It doesn't matter, google won. (Score:4, Insightful)
Generally speaking, to dethrone the entrenched standard (in any industry, not just search engines) you have to be substantially better to get people to switch to something they aren't used to. Marginally better just won't cut it. Cost is a moot point, because outside of MS paying me a check every month to use bing, you can't beat the price of free.
Humans are generally animals of habit, and unless you give them a good reason to, they won't change.
"Better" didn't help Yahoo. (Score:5, Interesting)
For about the first half of 2008, Yahoo search was better than Google search.
Yahoo introduced specialized subengines - stocks, weather, movies, celebrities - which were triggered by matching queries. Each subengine had a special case for that class of information. Yahoo had about fifty such subengines.
Nobody noticed. Yahoo's market share didn't move. I only knew about this because I went to a talk by the head of Yahoo R&D at the time.
Bing's strategy seems to be mostly to follow Google. Google put Google Places into web search (a big mistake [sitetruth.com], because Places is so easy to spam), and Bing followed within days.
This week, everybody from Techdirt to CNN is dumping on Google for their spam problem.
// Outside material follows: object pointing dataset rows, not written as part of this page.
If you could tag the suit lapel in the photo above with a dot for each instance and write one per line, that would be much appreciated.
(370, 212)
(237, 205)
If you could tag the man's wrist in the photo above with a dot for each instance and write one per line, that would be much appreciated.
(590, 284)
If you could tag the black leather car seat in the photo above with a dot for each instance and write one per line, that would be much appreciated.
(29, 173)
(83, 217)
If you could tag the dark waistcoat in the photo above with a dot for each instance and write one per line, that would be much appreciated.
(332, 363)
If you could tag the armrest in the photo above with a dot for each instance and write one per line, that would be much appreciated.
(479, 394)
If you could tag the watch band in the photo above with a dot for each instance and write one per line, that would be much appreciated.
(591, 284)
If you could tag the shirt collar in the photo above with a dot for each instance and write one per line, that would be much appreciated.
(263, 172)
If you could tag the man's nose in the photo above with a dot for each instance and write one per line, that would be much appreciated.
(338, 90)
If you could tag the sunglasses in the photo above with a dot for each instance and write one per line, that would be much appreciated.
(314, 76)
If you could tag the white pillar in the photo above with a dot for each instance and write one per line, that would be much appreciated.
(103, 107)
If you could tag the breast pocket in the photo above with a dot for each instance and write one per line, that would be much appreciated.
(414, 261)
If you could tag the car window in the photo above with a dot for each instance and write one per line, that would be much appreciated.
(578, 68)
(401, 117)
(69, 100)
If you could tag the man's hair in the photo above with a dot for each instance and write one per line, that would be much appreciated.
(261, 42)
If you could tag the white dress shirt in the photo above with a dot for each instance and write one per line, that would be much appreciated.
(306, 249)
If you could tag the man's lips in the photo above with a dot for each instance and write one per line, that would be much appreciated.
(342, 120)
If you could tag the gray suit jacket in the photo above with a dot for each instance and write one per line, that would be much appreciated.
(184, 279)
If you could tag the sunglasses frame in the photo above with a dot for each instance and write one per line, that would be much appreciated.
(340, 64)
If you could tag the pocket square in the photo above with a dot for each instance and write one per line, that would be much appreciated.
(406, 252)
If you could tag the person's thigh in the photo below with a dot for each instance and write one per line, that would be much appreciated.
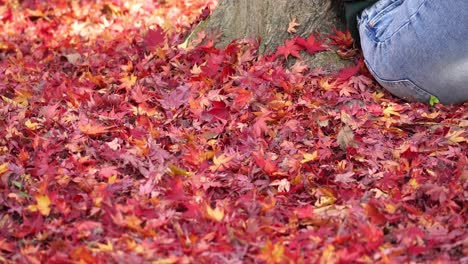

Even Paul Krugman at the New York Times mentioned it. There's much blog talk of "human powered search" or "curated search" to stop the spam but the failure of Wikia Search, and the lack of interest in ChaCha, Swicki, and Rollyo, indicates that's a dead end. (Mahalo started as human-powered search and ended up as a content farm, which is a hint that "human powered" doesn't equate to "better". No complaints from search users about that, though.)
(Note: I have a position in this; I run SiteTruth [sitetruth.com]. There, we try to find the business behind the web site, and rate that, using data from the SEC, BBB, D&B, and other hard data sources about businesses. This works well at eliminating spam. Too well for some sites; we get complaints about our hard-ass "when in doubt, rate it down" approach.)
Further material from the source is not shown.